With Michael Sparke, Jenner is regarded as a Puritan publisher, of works motivated by their moral, religious and Protestant patriotic content. An upmarket printseller with a broad base of stock, he was in competition with Peter Stent and Robert Walton. As well as portraits, some being of royalist interest, he sold broadsides and political material. Besides prints and books, he carried picture frames and stationery items.

Engravers who worked for Jenner included Francis Delaram, William Marshall and Willem de Passe, whose wife Elizabeth is thought likely to have been a relation of Jenner. Jan Barra made a set of engravings for the five senses.

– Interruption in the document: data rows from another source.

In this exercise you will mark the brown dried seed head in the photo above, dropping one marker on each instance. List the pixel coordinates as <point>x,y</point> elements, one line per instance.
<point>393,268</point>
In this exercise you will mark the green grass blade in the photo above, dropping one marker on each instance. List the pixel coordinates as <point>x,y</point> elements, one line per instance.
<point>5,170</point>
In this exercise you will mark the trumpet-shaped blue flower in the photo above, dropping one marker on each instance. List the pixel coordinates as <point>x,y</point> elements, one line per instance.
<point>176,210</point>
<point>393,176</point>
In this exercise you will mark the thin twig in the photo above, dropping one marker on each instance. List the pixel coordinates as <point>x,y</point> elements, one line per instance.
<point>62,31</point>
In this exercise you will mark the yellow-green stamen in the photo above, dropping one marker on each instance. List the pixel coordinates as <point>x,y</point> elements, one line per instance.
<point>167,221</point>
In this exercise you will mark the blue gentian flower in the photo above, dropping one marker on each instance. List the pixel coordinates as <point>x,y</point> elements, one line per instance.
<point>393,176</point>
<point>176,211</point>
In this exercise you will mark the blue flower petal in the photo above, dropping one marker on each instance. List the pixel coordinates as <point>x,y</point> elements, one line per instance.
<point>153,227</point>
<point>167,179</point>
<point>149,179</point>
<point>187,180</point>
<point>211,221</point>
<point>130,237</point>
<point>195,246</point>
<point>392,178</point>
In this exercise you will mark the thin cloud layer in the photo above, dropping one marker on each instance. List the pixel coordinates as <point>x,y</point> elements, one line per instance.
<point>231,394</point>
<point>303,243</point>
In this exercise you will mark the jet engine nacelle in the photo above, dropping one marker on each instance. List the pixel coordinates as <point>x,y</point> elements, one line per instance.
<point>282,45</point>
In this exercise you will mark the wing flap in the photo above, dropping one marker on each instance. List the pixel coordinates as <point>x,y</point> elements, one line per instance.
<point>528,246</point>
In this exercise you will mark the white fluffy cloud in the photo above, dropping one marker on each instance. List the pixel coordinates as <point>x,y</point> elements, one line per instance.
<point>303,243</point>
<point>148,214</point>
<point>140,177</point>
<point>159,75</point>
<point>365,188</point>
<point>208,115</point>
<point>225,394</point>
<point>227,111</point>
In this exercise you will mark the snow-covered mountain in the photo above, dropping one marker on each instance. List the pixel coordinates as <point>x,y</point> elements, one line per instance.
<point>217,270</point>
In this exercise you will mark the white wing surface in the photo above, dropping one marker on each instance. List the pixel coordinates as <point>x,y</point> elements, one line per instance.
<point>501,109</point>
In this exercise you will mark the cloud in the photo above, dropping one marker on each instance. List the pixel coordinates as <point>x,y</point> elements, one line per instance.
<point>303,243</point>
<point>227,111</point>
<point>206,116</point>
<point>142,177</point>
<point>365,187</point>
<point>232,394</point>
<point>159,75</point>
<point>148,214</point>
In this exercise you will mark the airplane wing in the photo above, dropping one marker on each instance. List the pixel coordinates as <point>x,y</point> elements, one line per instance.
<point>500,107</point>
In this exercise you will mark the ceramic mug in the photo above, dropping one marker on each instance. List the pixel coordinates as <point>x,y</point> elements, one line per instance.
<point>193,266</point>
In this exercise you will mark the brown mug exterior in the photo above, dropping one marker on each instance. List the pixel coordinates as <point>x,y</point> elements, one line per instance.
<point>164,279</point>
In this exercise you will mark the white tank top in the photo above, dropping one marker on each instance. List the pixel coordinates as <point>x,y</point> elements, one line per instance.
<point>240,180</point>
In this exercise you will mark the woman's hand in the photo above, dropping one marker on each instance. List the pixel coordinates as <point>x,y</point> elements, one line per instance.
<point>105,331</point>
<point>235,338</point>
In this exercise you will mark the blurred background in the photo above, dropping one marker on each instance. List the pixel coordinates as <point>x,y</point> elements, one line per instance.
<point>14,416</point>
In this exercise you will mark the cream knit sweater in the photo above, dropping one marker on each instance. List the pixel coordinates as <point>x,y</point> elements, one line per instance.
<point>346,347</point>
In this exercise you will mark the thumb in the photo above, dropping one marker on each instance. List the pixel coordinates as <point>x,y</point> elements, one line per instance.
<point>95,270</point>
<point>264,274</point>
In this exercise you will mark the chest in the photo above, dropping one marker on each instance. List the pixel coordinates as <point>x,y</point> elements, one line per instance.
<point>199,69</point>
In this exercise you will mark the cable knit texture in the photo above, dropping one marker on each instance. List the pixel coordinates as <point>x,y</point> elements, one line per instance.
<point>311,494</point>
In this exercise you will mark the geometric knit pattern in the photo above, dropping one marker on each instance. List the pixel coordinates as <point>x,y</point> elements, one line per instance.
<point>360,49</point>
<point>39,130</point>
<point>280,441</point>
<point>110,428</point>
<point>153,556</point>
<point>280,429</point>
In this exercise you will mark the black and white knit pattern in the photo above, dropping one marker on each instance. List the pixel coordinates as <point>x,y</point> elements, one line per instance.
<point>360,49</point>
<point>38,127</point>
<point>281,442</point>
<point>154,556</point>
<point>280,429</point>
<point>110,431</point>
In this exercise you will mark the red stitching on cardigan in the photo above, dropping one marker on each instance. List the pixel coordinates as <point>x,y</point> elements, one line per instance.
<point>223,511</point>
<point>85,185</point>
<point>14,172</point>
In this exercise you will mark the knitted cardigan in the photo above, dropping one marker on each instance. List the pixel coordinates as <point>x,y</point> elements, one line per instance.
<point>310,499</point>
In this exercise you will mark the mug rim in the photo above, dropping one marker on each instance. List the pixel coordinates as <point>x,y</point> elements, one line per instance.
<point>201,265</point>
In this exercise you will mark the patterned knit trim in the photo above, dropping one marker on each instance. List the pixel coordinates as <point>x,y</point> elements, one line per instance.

Jenner's authors included Joseph Moxon and Matthew Stevenson.

==Works==
===Emblematic books===
The first work attributed to Jenner himself is The Soules Solace; or Thirty and one Spirituall Emblems (edition 1626; 1631; 1639; 1651 under a new title, Divine Mysteries that cannot be seene, made plain by that which can be seene). It contains thirty copper-plate engravings (one repeated), each with descriptive letterpress. Some of those were influenced by Gabriel Rollenhagen. Other emblematists thought to have influenced Jenner were Dutch, Jacob Cats and Florentius Schoonhoven.

The final engraving, of a person in gay attire, with hat and plume, sitting and smoking at a table, is accompanied by a poem, once strangely attributed to George Wither, whose portrait the engraving was taken to be. The poem was in fact an allegorical work on earthly existence, and its burden was "Thus thinke, then drinke Tobacco." Wither, an opponent of smoking, wrote a reply with the counter-refrain, "Thus thinke, drinke no Tobacco."

The themes of other engravings were based on sermons preached in London, and exhibit anti-Catholic feeling. There is possibly allusion to the Fatal Vespers. The preachers of the sermons are indicated by two initials only. It has been argued that in particular the 27th engraving, "The new creation", with imagery based on an untuned musical instrument, could have been taken from preaching of John Donne.

Jenner produced two more works in the same general vein. The Ages of Sin, or Sinne's Birth and Growth. With the Stepps and Degrees of Sin from thought to finall Impenitencie consists of a series of engraved plates in which, as in Francis Quarles's Emblems, each is accompanied by six metrical lines. There is also The Path of Life and the Way that leadeth down to the Chambers of Death or the Steps to Hell and the Steps to Heaven, in which all men may see their ways set forth in copper prints. London, 1656. It is debated whether this last work should be classified as an emblem book. Freeman disqualifies this book by Jenner as an emblem book, by a general four-point criterion. Manning elucidates Jenner's intention by means of a biblical motto, , associated with the emblematist Filippo Picinelli by his translator Augustin Erath, and paraphrased on the title page of Jenner's book as "by the outward and visible we may the easier see that which is inward and invisible".

===Maps===
Attributed to Jenner is the Direction for the English Traveller, with maps by Jacob van Langeren, 1643. It was based on a 1635 book of similar title by Matthew Simmons, with enlarged maps. The "Quartermaster's Map" used by both sides in the English Civil War was by Wenceslas Hollar and published by Jenner. It was closely based on the maps of Christopher Saxton.

===Other works===
In 1648 Jenner published a series of tracts entitled A further Narrative of the Passages of these Times, containing an engraving of the populace pulling down Cheapside Cross, together with portraits of Oliver Cromwell, Francis Manners, 6th Earl of Rutland, and Sir William Wadd, Constable of the Tower, signed "Thomas Jenner fecit". In 1650 he issued A Work for none but Angels and Men, that is to be able to look into and know ourselves. Or a Booke showing what the Soule is. According to Thomas Corser it is a prose translation of Sir John Davies's poem on the immortality of the soul, Nosce Teipsum of 1599. Either that year, or in 1651, Jenner issued London's Blame if not its Shame. Other works are:

- Wonderful and Strange Punishments inflicted on the Breakers of the Ten Commandments, London, 1650.
- Reportedly, a plate of a large ship, called The Soverayne of the Seas, 1653.